The reader gets to know how the work was made. "I drafted this in conversation with Claude" is now an acceptable thing to say in professional writing, and saying it changes how the reader interprets the work.

The norm spreads through professional communities: academics, journalists, designers, lawyers. Every time someone discloses without shame, the norm gets stronger.

The limit:

Enforcement is voluntary, bad actors won't disclose, and the social pressure falls hardest on the people most willing to be honest.

What you can do today:

When you publish, disclose. When you read, look for disclosure and quietly prefer the work that has it.

Media literacy as a generational project.

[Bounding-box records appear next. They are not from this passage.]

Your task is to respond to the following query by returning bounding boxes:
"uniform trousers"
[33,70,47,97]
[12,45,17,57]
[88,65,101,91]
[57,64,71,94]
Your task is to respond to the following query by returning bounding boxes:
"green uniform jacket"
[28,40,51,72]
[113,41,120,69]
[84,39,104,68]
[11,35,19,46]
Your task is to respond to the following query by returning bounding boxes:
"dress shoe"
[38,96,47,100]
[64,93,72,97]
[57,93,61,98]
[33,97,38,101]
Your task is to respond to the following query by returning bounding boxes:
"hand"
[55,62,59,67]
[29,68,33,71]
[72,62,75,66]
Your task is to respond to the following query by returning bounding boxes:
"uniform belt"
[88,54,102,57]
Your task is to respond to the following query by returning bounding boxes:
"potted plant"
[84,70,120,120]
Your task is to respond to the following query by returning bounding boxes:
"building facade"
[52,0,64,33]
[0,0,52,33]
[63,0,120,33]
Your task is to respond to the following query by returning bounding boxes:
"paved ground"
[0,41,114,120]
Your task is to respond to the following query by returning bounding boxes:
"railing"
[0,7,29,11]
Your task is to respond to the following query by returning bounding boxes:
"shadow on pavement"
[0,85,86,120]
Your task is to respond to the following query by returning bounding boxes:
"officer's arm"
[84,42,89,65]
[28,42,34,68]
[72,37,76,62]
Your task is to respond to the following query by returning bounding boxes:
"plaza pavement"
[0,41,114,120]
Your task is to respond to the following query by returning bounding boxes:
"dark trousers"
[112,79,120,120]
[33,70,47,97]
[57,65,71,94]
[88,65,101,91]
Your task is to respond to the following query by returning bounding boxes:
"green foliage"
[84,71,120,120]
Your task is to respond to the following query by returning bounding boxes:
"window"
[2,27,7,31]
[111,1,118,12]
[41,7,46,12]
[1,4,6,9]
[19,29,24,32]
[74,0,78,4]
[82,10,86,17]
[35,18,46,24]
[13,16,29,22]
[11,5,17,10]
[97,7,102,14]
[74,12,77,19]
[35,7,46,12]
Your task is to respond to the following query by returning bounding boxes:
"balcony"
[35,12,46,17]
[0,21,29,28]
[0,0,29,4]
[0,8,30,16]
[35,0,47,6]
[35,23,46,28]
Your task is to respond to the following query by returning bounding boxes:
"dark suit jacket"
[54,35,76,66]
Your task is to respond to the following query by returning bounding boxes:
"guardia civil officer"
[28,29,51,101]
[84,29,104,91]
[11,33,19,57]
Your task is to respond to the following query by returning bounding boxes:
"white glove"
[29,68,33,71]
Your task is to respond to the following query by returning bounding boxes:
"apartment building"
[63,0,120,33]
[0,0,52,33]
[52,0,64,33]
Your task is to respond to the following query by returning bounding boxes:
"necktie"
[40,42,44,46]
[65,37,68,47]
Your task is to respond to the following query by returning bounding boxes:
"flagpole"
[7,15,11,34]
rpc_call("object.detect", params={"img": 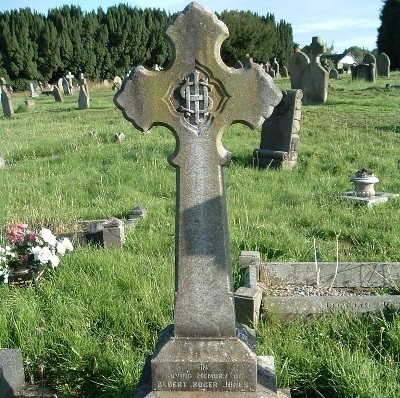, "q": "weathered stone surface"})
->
[115,3,281,337]
[53,85,64,102]
[235,286,262,328]
[239,250,261,287]
[114,3,282,397]
[376,53,390,77]
[0,78,14,116]
[362,53,377,76]
[0,348,25,398]
[134,346,282,398]
[289,51,310,90]
[338,191,399,207]
[103,218,125,247]
[351,63,376,83]
[78,73,90,109]
[301,37,329,105]
[254,90,303,169]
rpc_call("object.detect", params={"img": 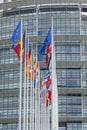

Many people have never had to ask "who wrote this?" because the question wasn't necessary in the environment they grew up in. Content arrived through a feed, attributed to no one in particular, ranked by an algorithm.

The skill of source-checking is a muscle that was previously built implicitly. You knew which newspaper was reliable, which TV channel had standards, who had a byline. That implicit teaching is gone. Now the skill has to be taught explicitly, often to adults, and the institutions that would teach it are themselves under pressure.

The limit:

This is a slow move, the hardest to fund, and the people most affected are often the least equipped to learn the skill from scratch.

What you can do today:

Model the question "who wrote this?" out loud, at work, in conversation, with your kids.

Make the asking visible.

Refuse to share things that don't have it.

For everyone working with AI agents

You are not an audience. You are a participant.

When you produce thinking, put it where it can be found.

When the system produces output in your name, read it. Retract what's wrong.

Correct what's drifted. Cite what's useful.

Both hands. Otherwise it's just a drawing, drawing itself.